What Was 2010's Top Safety Story?
At least 20 major stories in the world of workplace safety and health might qualify as 2010's top story of the year. Several were disasters that will always make headlines, but others were important events that ended a long-running regulatory action, changed how we are taught to deliver CPR, or showed us how new information technologies are affecting our safety and U.S. labor law.
Take a look at our list and then add a comment explaining why one of them, or perhaps some other story we've left out, was your top story of the year for 2010.

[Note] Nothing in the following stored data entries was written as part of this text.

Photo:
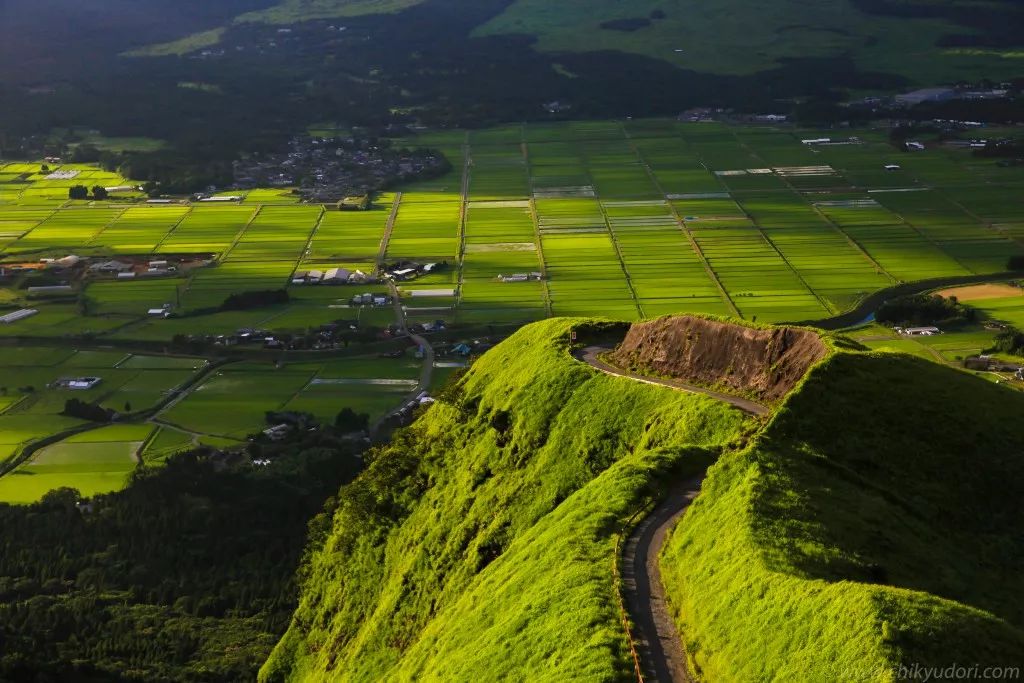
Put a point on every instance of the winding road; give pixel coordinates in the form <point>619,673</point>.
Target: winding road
<point>591,355</point>
<point>662,654</point>
<point>658,645</point>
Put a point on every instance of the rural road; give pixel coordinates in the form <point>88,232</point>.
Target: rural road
<point>658,644</point>
<point>426,373</point>
<point>590,355</point>
<point>662,655</point>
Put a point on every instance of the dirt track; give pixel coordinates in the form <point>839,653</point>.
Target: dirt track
<point>590,356</point>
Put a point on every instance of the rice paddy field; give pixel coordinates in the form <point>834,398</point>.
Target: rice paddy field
<point>621,219</point>
<point>629,220</point>
<point>232,402</point>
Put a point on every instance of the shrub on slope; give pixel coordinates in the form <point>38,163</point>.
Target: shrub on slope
<point>875,522</point>
<point>479,544</point>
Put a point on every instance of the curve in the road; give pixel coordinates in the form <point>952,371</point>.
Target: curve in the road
<point>663,656</point>
<point>591,355</point>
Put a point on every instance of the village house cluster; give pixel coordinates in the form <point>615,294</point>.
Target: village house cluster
<point>338,275</point>
<point>330,170</point>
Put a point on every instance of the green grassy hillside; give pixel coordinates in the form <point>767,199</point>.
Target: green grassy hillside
<point>480,543</point>
<point>870,523</point>
<point>875,522</point>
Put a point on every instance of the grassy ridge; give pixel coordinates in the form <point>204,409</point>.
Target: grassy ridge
<point>824,552</point>
<point>480,542</point>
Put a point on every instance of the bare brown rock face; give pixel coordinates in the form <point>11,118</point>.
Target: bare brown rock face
<point>767,364</point>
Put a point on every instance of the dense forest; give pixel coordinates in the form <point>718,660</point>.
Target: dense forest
<point>186,574</point>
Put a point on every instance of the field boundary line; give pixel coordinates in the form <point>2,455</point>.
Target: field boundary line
<point>611,232</point>
<point>768,241</point>
<point>388,227</point>
<point>52,212</point>
<point>685,229</point>
<point>306,251</point>
<point>238,238</point>
<point>156,247</point>
<point>467,163</point>
<point>836,226</point>
<point>105,226</point>
<point>872,301</point>
<point>989,224</point>
<point>538,240</point>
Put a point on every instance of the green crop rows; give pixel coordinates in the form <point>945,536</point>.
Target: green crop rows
<point>633,220</point>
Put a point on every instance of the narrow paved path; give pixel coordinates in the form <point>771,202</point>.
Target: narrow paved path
<point>590,355</point>
<point>662,654</point>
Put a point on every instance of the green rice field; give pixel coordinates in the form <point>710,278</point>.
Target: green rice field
<point>629,220</point>
<point>621,219</point>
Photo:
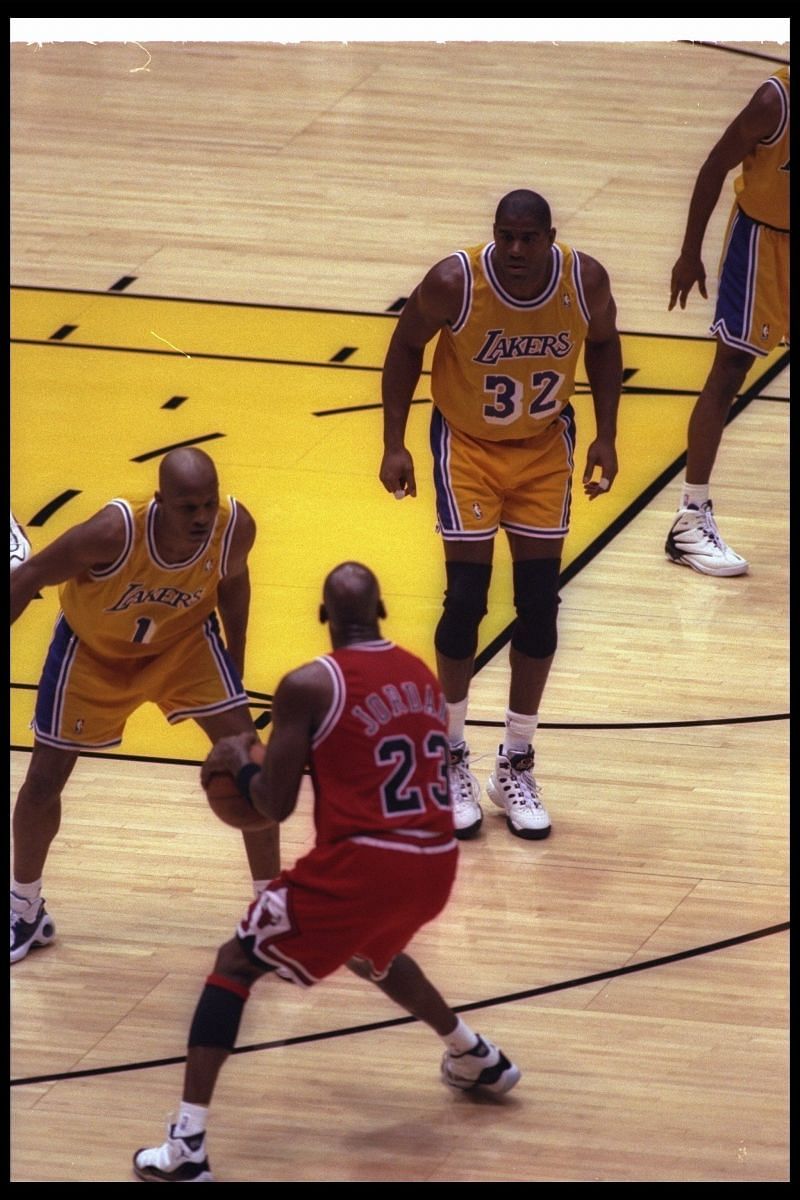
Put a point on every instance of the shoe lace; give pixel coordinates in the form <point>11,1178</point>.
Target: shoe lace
<point>525,789</point>
<point>461,784</point>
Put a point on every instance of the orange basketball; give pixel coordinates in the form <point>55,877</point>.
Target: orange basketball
<point>227,802</point>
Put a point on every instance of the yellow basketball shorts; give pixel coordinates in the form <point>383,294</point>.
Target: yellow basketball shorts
<point>752,311</point>
<point>522,485</point>
<point>84,701</point>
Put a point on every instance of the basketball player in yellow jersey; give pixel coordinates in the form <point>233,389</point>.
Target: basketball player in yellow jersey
<point>139,587</point>
<point>752,310</point>
<point>512,318</point>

1. April 20, 2010: An explosion kills 11 workers aboard the Deepwater Horizon drilling rig, which soon sinks in the Gulf of Mexico off Louisiana's coastline. An oil spill follows, and BP's chief executive resigns.
2. Feb. 7, 2010: The Kleen Energy "gas blow" explosion in Connecticut kills six workers.
3. The Federal Motor Carrier Safety Administration implements CSA 2010, its new safety measurement system for motor carriers.
4. OSHA's administrator questions VPP's future, saying a new funding source is needed.
5. April 2010: OSHA proposes long-awaited changes in its fall protection regulations.
6. FDA announces it will require grim color photos on cigarette packs to warn smokers.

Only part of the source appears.